The program partners with independent fact-checking organizations from around the world who are signatories to the International Fact-Checking Network’s Code of Principles. These fact-checkers submit articles and ratings to Facebook, which the platform appends to a flagged post. Facebook independently decides whether to limit the distribution of that post.

Posts from politicians are not eligible for fact-checking. A help page explaining the company’s policy says, “by limiting political speech, we would leave people less informed about what their elected officials are saying and leave politicians less accountable for their words.”

The one exception to this rule is if politicians share content that has previously been debunked by fact-checkers. There the help page explains Facebook, “will demote that content, display a warning and reject its inclusion in ads. This is different from a politician’s own claim or statement.”
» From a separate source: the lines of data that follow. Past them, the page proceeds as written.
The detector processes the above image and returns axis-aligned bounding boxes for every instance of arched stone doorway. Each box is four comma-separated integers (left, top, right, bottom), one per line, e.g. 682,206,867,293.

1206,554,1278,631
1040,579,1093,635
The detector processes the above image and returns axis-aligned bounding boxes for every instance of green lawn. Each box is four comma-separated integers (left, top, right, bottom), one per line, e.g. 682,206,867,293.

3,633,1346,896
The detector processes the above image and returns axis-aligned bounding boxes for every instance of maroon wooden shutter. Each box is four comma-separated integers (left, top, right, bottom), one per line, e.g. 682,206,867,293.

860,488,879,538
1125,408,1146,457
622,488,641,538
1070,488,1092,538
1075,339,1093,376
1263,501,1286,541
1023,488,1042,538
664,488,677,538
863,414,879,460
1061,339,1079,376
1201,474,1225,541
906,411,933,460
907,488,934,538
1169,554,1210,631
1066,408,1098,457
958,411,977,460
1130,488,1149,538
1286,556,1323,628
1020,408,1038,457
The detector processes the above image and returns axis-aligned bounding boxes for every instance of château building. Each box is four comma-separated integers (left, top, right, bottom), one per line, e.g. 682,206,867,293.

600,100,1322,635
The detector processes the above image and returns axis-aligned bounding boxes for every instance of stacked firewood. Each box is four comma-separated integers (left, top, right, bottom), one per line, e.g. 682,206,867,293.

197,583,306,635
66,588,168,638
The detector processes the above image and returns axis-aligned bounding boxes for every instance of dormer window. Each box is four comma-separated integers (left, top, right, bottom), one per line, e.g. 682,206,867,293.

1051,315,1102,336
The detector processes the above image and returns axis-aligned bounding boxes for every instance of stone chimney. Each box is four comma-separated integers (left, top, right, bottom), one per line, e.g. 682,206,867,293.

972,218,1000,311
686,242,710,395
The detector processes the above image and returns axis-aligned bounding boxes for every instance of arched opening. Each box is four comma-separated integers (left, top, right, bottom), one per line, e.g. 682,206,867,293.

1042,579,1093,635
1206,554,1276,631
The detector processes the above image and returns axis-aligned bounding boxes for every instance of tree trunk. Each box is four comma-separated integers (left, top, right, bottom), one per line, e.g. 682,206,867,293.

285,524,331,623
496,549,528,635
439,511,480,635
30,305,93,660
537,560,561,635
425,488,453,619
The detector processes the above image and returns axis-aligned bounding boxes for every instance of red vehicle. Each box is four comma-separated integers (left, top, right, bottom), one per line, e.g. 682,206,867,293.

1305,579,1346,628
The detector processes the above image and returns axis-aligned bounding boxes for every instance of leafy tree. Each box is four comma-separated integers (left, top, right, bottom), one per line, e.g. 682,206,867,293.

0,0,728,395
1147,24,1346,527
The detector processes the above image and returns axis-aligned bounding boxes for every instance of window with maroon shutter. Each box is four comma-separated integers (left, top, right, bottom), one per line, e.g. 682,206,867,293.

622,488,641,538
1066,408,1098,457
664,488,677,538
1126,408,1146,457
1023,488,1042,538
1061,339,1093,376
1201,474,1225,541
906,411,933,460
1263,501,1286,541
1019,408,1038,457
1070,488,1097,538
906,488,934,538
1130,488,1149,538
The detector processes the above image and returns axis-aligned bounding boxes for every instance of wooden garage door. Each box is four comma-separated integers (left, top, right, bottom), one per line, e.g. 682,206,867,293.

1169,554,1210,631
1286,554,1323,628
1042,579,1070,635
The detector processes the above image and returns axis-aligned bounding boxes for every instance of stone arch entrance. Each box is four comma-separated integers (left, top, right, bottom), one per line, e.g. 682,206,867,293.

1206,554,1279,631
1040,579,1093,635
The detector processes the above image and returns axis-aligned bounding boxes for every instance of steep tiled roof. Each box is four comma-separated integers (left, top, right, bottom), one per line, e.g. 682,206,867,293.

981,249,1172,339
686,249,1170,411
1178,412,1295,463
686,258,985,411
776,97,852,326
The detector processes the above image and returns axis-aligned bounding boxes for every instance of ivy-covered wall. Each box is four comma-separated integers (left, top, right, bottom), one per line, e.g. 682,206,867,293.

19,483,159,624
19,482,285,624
“I think the exemption is effectively pulling the biggest sharpest teeth from the whole point of fact-checking as a means of controlling disinformation and the damage it can cause,” said Alexi Drew, a postdoctoral research associate at King’s College London.

She argued that disinformation does the most damage when its spread by those with perceived legitimacy, adding that one of the greatest sources of legitimacy is a political office.

“If you don’t fact check that you’re ignoring one of the greatest potential risk factors for spreading misinformation that exists on your platform,” Drew said.

Masato Kajimoto, an associate professor of journalism at the University of Hong Kong and founder of the fact-checking organization Annie Lab, echoed Drew’s statements.

“In many Asian countries, politicians are one of the major sources and disseminators of misinformation and disinformation who have a wide reach and influence,” Kajimoto wrote in an email to the IFCN. “They should be held more accountable for what they say, in my view.”

Lucas Graves, associate professor of journalism at the University of Wisconsin-Madison, empathized with Facebook’s effort to balance the public’s right to hear from its leaders with the platform’s goals of stopping disinformation.

“There are legitimate questions raised around the treatment of public figures when by definition their statements have news value,” Graves said. However, he argued the current policy gives political figures across the globe license to spread falsehoods with impunity.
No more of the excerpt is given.